Maybe it's not such a good thing you guys have had warm weather....
http://thenewsdispatch.com/main.asp?Sectio...;ArticleID=8528Northern Indiana Flooding Kills 3, Including 2 Kids
By Ken Kusmer
Associated Press
REMINGTON, Ind. - Heavy rain and melting snow pushed Indiana rivers and streams over their banks Tuesday, with floodwaters killing at least three people, including two children in an SUV that plunged into several feet of water.
A mother was driving her five children along a flooded rural road near Rochester when her SUV stalled in the deep water, the Fulton County Sheriff's Department said. The Chevy Tahoe then floated into even deeper water near the city 45 miles south of South Bend.
The driver, 29-year-old Megihann K. Leininger of rural Fulton County, rescued three of her children, ages 3 months to 4 years. But she was unable to get to 5-year-old Shay Leininger and 2-year-old Ashley Pruitt, who died, the sheriff's department said.
Lynn Breeden said she saw the SUV enveloped by water at the intersection and called 911. She said she did not suspect the water was so deep.
"It was flowing really heavy, really fast," said Breeden, a youth pastor at the church the family belongs to. "I looked back over and the car was almost under. It just happened fast."
The rising waters forced hundreds to evacuate and turned dry roads into deadly flash floods in north-central Indiana. Jasper, White, Carroll and Benton counties declared states of emergency.
In Remington, about 55 miles southwest of Rochester, 56-year-old Ronnie D. Napier of Goodland drowned when his truck was swept into Carpenter Creek floodwaters about 4:30 a.m., said Shawn Brown, a conservation officer with the Department of Natural Resources.
"Witnesses ... saw him in the creek and they saw him go underneath the bridge and never saw him again," Brown said.
Karen Wilson, Jasper County Emergency Management director, said up to 150 people were evacuated in Remington and up to 30 homes were affected by water that reached waist-high levels in some places. Between 50 and 60 people were taken to the First Christian Church, many from a mobile home park on the edge of the city.
One of those evacuees, Linda Kleinschmidt, 53, said she, her husband, son and godson were rescued about 3 a.m. from their rented mobile home by sheriff's deputies in a Hummer. Water was rising about 6 inches every half an hour on the steps outside their home, she said.
"They came around pounding on the doors, telling everybody we had to get out because the water was rising," Kleinschmidt said. "It got pretty scary."

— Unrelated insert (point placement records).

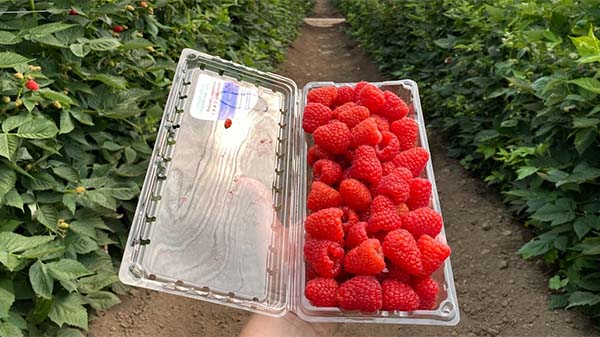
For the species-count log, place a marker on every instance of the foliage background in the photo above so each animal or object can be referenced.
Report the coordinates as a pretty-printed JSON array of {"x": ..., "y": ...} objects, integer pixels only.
[
  {"x": 514, "y": 88},
  {"x": 73, "y": 154}
]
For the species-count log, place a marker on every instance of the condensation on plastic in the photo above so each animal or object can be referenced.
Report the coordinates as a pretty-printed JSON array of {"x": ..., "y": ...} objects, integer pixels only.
[{"x": 221, "y": 212}]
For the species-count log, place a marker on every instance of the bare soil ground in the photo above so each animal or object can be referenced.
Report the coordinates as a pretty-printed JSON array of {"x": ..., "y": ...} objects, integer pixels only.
[{"x": 499, "y": 294}]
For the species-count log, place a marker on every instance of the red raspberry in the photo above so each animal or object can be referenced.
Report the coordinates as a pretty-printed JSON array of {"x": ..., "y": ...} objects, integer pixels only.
[
  {"x": 365, "y": 165},
  {"x": 420, "y": 193},
  {"x": 324, "y": 256},
  {"x": 414, "y": 159},
  {"x": 356, "y": 235},
  {"x": 395, "y": 273},
  {"x": 315, "y": 115},
  {"x": 433, "y": 254},
  {"x": 398, "y": 296},
  {"x": 382, "y": 123},
  {"x": 407, "y": 131},
  {"x": 401, "y": 248},
  {"x": 342, "y": 108},
  {"x": 349, "y": 218},
  {"x": 32, "y": 85},
  {"x": 357, "y": 89},
  {"x": 383, "y": 215},
  {"x": 353, "y": 115},
  {"x": 388, "y": 148},
  {"x": 427, "y": 289},
  {"x": 371, "y": 97},
  {"x": 422, "y": 221},
  {"x": 327, "y": 171},
  {"x": 315, "y": 153},
  {"x": 323, "y": 196},
  {"x": 323, "y": 95},
  {"x": 360, "y": 293},
  {"x": 334, "y": 137},
  {"x": 365, "y": 133},
  {"x": 321, "y": 292},
  {"x": 326, "y": 224},
  {"x": 365, "y": 259},
  {"x": 387, "y": 168},
  {"x": 345, "y": 95},
  {"x": 355, "y": 194},
  {"x": 394, "y": 107}
]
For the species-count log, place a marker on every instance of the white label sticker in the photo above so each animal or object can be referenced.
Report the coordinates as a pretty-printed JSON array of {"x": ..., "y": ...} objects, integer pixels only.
[{"x": 217, "y": 99}]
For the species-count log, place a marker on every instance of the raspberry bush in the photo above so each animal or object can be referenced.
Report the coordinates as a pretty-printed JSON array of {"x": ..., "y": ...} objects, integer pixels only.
[
  {"x": 515, "y": 88},
  {"x": 83, "y": 85}
]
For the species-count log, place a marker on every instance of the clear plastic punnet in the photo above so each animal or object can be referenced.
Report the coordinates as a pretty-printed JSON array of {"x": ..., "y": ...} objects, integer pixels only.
[{"x": 221, "y": 212}]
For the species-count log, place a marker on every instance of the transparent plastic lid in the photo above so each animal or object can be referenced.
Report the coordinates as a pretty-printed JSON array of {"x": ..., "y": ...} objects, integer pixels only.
[{"x": 213, "y": 214}]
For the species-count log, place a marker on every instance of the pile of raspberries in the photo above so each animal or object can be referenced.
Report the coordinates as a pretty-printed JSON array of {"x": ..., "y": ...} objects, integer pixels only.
[{"x": 371, "y": 233}]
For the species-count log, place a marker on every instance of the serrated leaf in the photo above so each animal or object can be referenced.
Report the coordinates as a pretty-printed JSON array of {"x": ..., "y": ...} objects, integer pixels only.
[
  {"x": 41, "y": 281},
  {"x": 102, "y": 300},
  {"x": 10, "y": 59},
  {"x": 69, "y": 309}
]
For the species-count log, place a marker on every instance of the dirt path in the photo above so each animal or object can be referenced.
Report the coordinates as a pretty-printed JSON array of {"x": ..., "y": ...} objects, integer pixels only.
[{"x": 499, "y": 294}]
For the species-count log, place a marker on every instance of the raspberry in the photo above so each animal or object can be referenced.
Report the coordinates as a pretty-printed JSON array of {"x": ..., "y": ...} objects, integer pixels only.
[
  {"x": 388, "y": 148},
  {"x": 365, "y": 133},
  {"x": 342, "y": 108},
  {"x": 349, "y": 218},
  {"x": 326, "y": 224},
  {"x": 382, "y": 123},
  {"x": 394, "y": 187},
  {"x": 422, "y": 221},
  {"x": 356, "y": 235},
  {"x": 420, "y": 193},
  {"x": 334, "y": 137},
  {"x": 355, "y": 194},
  {"x": 383, "y": 215},
  {"x": 321, "y": 292},
  {"x": 325, "y": 256},
  {"x": 353, "y": 115},
  {"x": 365, "y": 259},
  {"x": 414, "y": 159},
  {"x": 401, "y": 248},
  {"x": 345, "y": 95},
  {"x": 398, "y": 296},
  {"x": 371, "y": 97},
  {"x": 427, "y": 289},
  {"x": 315, "y": 115},
  {"x": 407, "y": 131},
  {"x": 323, "y": 95},
  {"x": 395, "y": 273},
  {"x": 433, "y": 253},
  {"x": 365, "y": 165},
  {"x": 32, "y": 85},
  {"x": 360, "y": 293},
  {"x": 322, "y": 196},
  {"x": 315, "y": 153},
  {"x": 394, "y": 107},
  {"x": 327, "y": 171}
]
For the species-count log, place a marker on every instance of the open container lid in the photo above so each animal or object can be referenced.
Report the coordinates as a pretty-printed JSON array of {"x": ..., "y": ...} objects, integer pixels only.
[{"x": 213, "y": 220}]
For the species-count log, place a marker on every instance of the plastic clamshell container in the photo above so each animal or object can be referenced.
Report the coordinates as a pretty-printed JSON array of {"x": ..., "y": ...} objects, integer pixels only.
[{"x": 221, "y": 213}]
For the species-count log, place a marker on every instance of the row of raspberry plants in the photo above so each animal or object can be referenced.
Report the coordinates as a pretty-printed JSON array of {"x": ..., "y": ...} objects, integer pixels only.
[
  {"x": 82, "y": 87},
  {"x": 515, "y": 89}
]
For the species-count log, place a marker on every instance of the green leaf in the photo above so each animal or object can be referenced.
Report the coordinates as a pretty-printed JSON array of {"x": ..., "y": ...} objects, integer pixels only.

A crew from the Indiana Department of Transportation was inspecting a bridge on U.S. 24 east of the city. The road was closed for more than 20 miles between Reynolds and Interstate 65.
"We're concerned about the bridge and roadway under the bridge being undermined, that is, washed out," said INDOT spokesman Joshua Bingham.
Streets in Remington were blocked by standing water, but some places were dry enough for children to throw around a football and a woman to ride a bike.
In White County, rescuers in boats evacuated hundreds of people in Monticello, Blue Water Beach and Diamond Point about 80 miles northwest of Indianapolis, said county emergency management director Gordon Cochran.
Carroll County Emergency Management director Dave McDowell said a couple hundred homes might be flooded but many were unoccupied summer residences.
The weather service reported near-record flooding at the Norway and Oakdale dams just north of Monticello, a city of 5,700 people about 25 miles north of Lafayette.
Just outside of Delphi, waters below the Oakdale dam rose above the tops of cars on both sides of the Tippecanoe River.
"We rescued a couple of people off the roofs of their houses," said Matt Tholen, a DNR conservation officer. "This was the most water I've seen ever."
The weather service said that neither dam was expected to fail but urged residents to closely monitor the situation along the river, which had continued to rise. Officials recommended that all residents south of the Oakdale Dam leave their homes.
INDOT said several highways, including all I-65 southbound lanes in Jasper County, would be closed until floodwaters recede.
Flood warnings were in effect all along the Wabash and Tippecanoe rivers. The American Red Cross had set up shelters in Lafayette and Delphi, and smaller towns along the flood path also had places for residents to go.
The thunderstorms that dumped from 3 to 6 inches of rain were accompanied by record warmth across much of the eastern half of the nation. Several Indiana cities hit record highs in the 60s.
The warmth melted the snow pack, which combined with heavy rain, triggered the flooding, said Phil Gray, a spokesman for the National Weather Service in Indianapolis. He noted that some of the counties that saw the heaviest flooding had as much as 10 inches of snow on the ground.
"That saturated the ground and fills up the small streams just by its melting," he said. "Then excessive rainfall caused the flooding to develop rapidly."
Meanwhile, another storm that pushed into the state from the southwest Tuesday night triggered flash flood warnings for Bloomington and several southern Indiana counties. Flooding from that storm, however, was not nearly as severe, said Sally Pavlow, a meteorologist with the weather service's Indianapolis bureau.